TriStar Pictures’ 1998 flick Godzilla did not make enough to earn a blockbuster sequel, but big monster stories don't always need the big screen. Maybe the movie didn't get great critical reviews, but it was enough of a hit with kids that it did earn an animated sequel series, the very appropriately named Godzilla: The Series.
The show, which aired on Fox Kids, didn't initially elicit a lot of enthusiasm. But as the show went on, it actually managed to become its own, awesome thing: a real American Godzilla.
The Series Made The Original Movie Better
Godzilla: The Series starts right where the movie ended, with one of Godzilla’s eggs hatching and a new reptile kaiju being unleashed into the world. This Godzilla Jr. sees Dr. Nick Tatopoulos (Broderick’s character) immediately after being born and thus imprints on the scientist, becoming his personal guardian. This is where the show found a good balance between portraying Godzilla as a creature driven purely by instinct and some kind of ancient protector of the planet.
Zilla Jr. does act a lot like a wild animal defending its “turf” in New York, but it doesn’t randomly attack humans; instead, it forms bonds with humanity and tries to exist with our inferior species in a kind of balance.
In a series based on a movie that basically turned Godzilla into a scalier King Kong, that is a huge improvement.
The humans have also gotten an upgrade, too. Tatopoulos, voiced by Ian Ziering, is still the main character, but he is a proper action hero now. Unlike Broderick’s more timid take, this Dr. Nick is confident, decisive, and makes you root for him. Similarly, Kevin Dunn’s Col. Anthony Hicks also does a complete 180 and is now an intelligent strategist who struggles with his duty to protect humans from harm and seeing for himself that Zilla Jr. isn’t our enemy.
That would be the kaiju.
Godzilla: The Series Has Some Of The Best Kaiju Ever
The 1998 CGI Godzilla was, at its core, nature deformed, a grotesque mirror aimed at the hubris of science … that basically made Mother Nature look like a chump. The overall message of the movie was that humans shouldn’t mess with nature because, gosh, we are so big and strong, we might end up hurting it. The animated series doesn’t make this mistake, though.

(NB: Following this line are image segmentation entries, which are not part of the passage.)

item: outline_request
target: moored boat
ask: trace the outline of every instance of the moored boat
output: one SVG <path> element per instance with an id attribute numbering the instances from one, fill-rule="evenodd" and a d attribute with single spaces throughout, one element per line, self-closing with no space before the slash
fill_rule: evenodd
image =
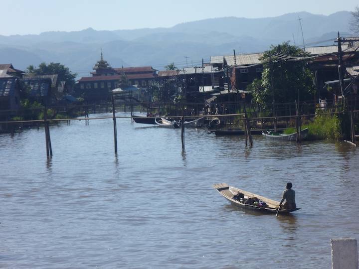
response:
<path id="1" fill-rule="evenodd" d="M 133 120 L 135 121 L 135 122 L 136 123 L 143 124 L 156 124 L 155 122 L 154 118 L 148 118 L 147 117 L 134 115 L 132 116 L 132 119 L 133 119 Z"/>
<path id="2" fill-rule="evenodd" d="M 226 183 L 215 184 L 213 187 L 232 204 L 242 208 L 263 213 L 276 214 L 279 207 L 279 202 L 230 186 Z M 236 197 L 239 197 L 239 194 L 241 194 L 242 199 L 236 199 Z M 299 207 L 291 210 L 280 209 L 278 214 L 288 214 L 299 209 Z"/>
<path id="3" fill-rule="evenodd" d="M 251 134 L 261 134 L 263 130 L 251 130 Z M 216 135 L 244 135 L 245 131 L 241 130 L 216 130 L 211 131 L 214 133 Z"/>
<path id="4" fill-rule="evenodd" d="M 176 128 L 178 127 L 177 122 L 176 121 L 169 121 L 164 118 L 160 118 L 155 119 L 156 124 L 160 127 L 165 127 L 166 128 Z"/>
<path id="5" fill-rule="evenodd" d="M 307 137 L 308 133 L 308 129 L 306 128 L 301 131 L 300 135 L 301 139 L 305 139 Z M 263 132 L 262 134 L 265 136 L 266 139 L 271 140 L 283 140 L 285 141 L 296 141 L 297 140 L 297 133 L 293 133 L 289 134 L 278 134 L 277 133 L 270 132 L 267 133 Z"/>
<path id="6" fill-rule="evenodd" d="M 204 120 L 204 118 L 202 117 L 189 122 L 186 122 L 185 121 L 184 127 L 186 128 L 198 128 L 202 126 Z M 180 124 L 179 123 L 179 125 L 180 125 Z"/>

On the show, when humans/Godzilla went up against nature, mutated or otherwise, humans got their asses handed to them by some amazing monsters. For example, El Gusano Gigante, a humongous worm from Central America, had a very original and colorful design that sort of resembles a tardigrade as envisioned by Papa Nurgle. Then you have kaiju like the Ice Borers, which are heat-emitting moles that dig through the ice in the Antarctic, and a mutant sea anemone called Medusa that will give you Watchmen comic flashbacks.
Most of the monster scenes are shot from ground level. The camera rarely pans out, making the kaiju appear larger and, as a result, more terrifying. That’s something we could definitely use more of in the Godzilla franchise. That and robot gorillas fighting giant King Cobra kaiju. We could never have too much of that.
The Show Could Actually Get Pretty Dark
In the first episode of Godzilla: The Series, we see Zilla Jr. bleed.
Now, the show was still primarily aimed at younger viewers, so it never really contained any real gore, but it did try to push the envelope every now and then. The 20th episode of Season 1, “Trust No One,” is actually a great homage to The Thing featuring a mimic creature that can imitate any living being and serves as the source of some memorable PG body horror.
Stuff like that actually happened A LOT on Godzilla: The Series — bodies melting away, being reshaped by outside forces, even being resurrected as horrific parodies of their former selves. This most notably happened to the original Godzilla, who gets brought back to life in Season 1 by alien invaders after being outfitted with some robot parts to replace its decayed body. Yes, you heard that right: Zombie Alien-Cyborg Godzilla. That alone should have won the show all the Emmys.
As it is, though, the show has mainly been forgotten today, when it really should be celebrated for all the amazing things it managed to do after being dealt one of the crummiest hands in movie history. But much like Col. Hicks, maybe we can learn not to judge this Godzilla for the mistakes of its parent.